UALR alum receives prestigious National Science Foundation fellowship

Jermaine Marshall

Thanks to a prestigious National Science Foundation fellowship, University of Arkansas at Little Rock alumnus Jermaine Marshall will no longer have to work as a teaching assistant to support himself as a first-year doctoral student in Notre Dame’s computer science program.

Instead, he will be able to devote more time to his research involving the analysis of data from social networking websites.

Marshall, 23, of Helena, Arkansas, has been named a 2016 recipient of the National Science Foundation Graduate Research Fellowship. He graduated from UALR in 2015 with a bachelor’s degree in computer science.

For 2016, the National Science Foundation awarded 2,000 fellowships from nearly 17,000 applicants.
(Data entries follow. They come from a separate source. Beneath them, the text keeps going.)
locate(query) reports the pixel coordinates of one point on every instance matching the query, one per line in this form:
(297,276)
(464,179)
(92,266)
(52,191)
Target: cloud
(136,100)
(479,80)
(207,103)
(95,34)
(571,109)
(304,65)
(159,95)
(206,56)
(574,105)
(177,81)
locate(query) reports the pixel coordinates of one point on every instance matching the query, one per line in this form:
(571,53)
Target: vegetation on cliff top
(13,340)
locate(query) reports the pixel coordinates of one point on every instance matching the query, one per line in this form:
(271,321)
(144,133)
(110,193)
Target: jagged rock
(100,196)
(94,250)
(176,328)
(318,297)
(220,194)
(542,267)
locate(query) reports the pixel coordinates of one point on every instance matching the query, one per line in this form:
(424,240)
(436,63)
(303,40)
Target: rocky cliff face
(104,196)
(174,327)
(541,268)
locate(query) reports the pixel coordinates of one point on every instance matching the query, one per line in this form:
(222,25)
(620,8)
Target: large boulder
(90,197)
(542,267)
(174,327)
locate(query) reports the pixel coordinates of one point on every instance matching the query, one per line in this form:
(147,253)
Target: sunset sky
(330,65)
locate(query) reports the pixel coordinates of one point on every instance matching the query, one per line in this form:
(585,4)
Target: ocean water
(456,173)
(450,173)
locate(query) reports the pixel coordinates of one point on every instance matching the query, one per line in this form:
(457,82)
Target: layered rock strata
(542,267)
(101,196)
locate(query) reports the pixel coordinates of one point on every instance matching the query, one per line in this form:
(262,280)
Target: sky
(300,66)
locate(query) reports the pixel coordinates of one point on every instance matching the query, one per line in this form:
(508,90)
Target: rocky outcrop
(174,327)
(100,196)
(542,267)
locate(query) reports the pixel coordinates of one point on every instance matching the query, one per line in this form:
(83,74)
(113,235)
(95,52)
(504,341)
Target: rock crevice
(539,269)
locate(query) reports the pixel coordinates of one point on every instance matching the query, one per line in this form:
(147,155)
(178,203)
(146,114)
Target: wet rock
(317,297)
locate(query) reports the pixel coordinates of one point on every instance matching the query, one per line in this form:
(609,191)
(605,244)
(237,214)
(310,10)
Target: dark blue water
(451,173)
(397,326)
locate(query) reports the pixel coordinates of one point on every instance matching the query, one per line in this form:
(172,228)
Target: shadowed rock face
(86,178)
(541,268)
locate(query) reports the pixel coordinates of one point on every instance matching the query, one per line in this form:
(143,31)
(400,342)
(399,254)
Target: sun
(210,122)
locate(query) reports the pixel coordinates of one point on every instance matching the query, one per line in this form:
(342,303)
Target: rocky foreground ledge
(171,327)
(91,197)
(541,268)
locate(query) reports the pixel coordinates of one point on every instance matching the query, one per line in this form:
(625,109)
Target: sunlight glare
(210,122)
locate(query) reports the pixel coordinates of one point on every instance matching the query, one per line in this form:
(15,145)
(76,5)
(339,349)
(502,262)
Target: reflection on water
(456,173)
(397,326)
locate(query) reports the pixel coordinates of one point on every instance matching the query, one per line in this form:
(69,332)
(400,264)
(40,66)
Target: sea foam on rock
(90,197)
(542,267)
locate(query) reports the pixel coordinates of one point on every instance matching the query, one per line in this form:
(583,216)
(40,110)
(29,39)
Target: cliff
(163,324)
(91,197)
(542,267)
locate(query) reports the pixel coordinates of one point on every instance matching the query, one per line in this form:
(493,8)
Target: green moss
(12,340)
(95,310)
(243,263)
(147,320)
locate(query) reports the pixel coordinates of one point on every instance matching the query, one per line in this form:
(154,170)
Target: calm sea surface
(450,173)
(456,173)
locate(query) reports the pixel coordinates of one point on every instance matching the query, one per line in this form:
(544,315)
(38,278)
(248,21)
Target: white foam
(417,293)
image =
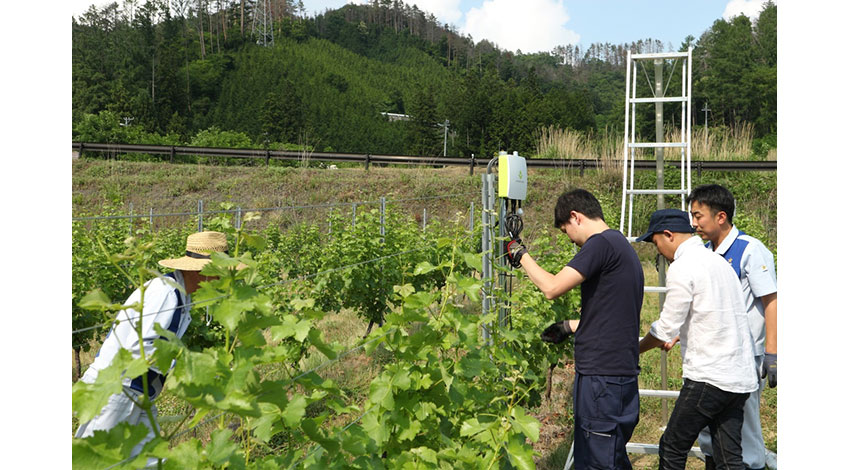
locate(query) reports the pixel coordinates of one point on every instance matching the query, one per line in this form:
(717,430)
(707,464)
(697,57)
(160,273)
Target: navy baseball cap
(674,220)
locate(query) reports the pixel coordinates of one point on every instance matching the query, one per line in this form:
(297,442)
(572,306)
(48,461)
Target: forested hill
(194,74)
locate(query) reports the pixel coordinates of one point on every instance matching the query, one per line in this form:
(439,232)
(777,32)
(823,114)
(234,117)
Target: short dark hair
(579,200)
(714,196)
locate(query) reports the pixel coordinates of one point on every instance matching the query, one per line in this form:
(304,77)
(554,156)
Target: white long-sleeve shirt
(704,305)
(164,305)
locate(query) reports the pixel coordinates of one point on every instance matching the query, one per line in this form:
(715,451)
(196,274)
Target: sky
(540,25)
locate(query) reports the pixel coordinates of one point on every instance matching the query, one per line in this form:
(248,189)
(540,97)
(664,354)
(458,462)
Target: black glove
(557,332)
(514,249)
(768,369)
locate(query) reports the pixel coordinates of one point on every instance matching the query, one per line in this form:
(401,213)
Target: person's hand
(669,345)
(557,332)
(768,369)
(514,249)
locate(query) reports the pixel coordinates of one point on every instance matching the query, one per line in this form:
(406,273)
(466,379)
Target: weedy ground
(164,188)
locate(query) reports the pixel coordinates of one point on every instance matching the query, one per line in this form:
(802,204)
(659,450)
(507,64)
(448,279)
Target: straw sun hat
(199,246)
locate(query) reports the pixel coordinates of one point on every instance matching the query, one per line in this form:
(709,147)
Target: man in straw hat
(704,307)
(164,305)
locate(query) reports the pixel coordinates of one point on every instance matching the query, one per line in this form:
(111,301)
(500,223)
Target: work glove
(514,249)
(768,369)
(557,332)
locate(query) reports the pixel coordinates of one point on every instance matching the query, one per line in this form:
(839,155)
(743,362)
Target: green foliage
(447,400)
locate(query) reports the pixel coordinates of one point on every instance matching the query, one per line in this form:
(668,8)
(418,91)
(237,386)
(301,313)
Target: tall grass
(606,146)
The fellowship provides three years of financial support through a $34,000 annual stipend and $12,000 cost-of-education allowance to the student’s graduate institution.

“It just lit up my whole day,” Marshall said. “They only have an 11 percent acceptance rate. I didn’t think I would get it, but it happened.”

The NSF Graduate Research Fellowship Program recognizes and supports outstanding graduate students in NSF-supported science, technology, engineering, and mathematics disciplines who are pursuing research-based master’s and doctoral degrees at accredited U.S. institutions.

Marshall’s current research involves social sensing, which uses the massive amount of information people share through social networking websites as research data to discover trends and influences. However, the information people share on social media is not always accurate. Marshall is developing a program that will detect when this information is accurate.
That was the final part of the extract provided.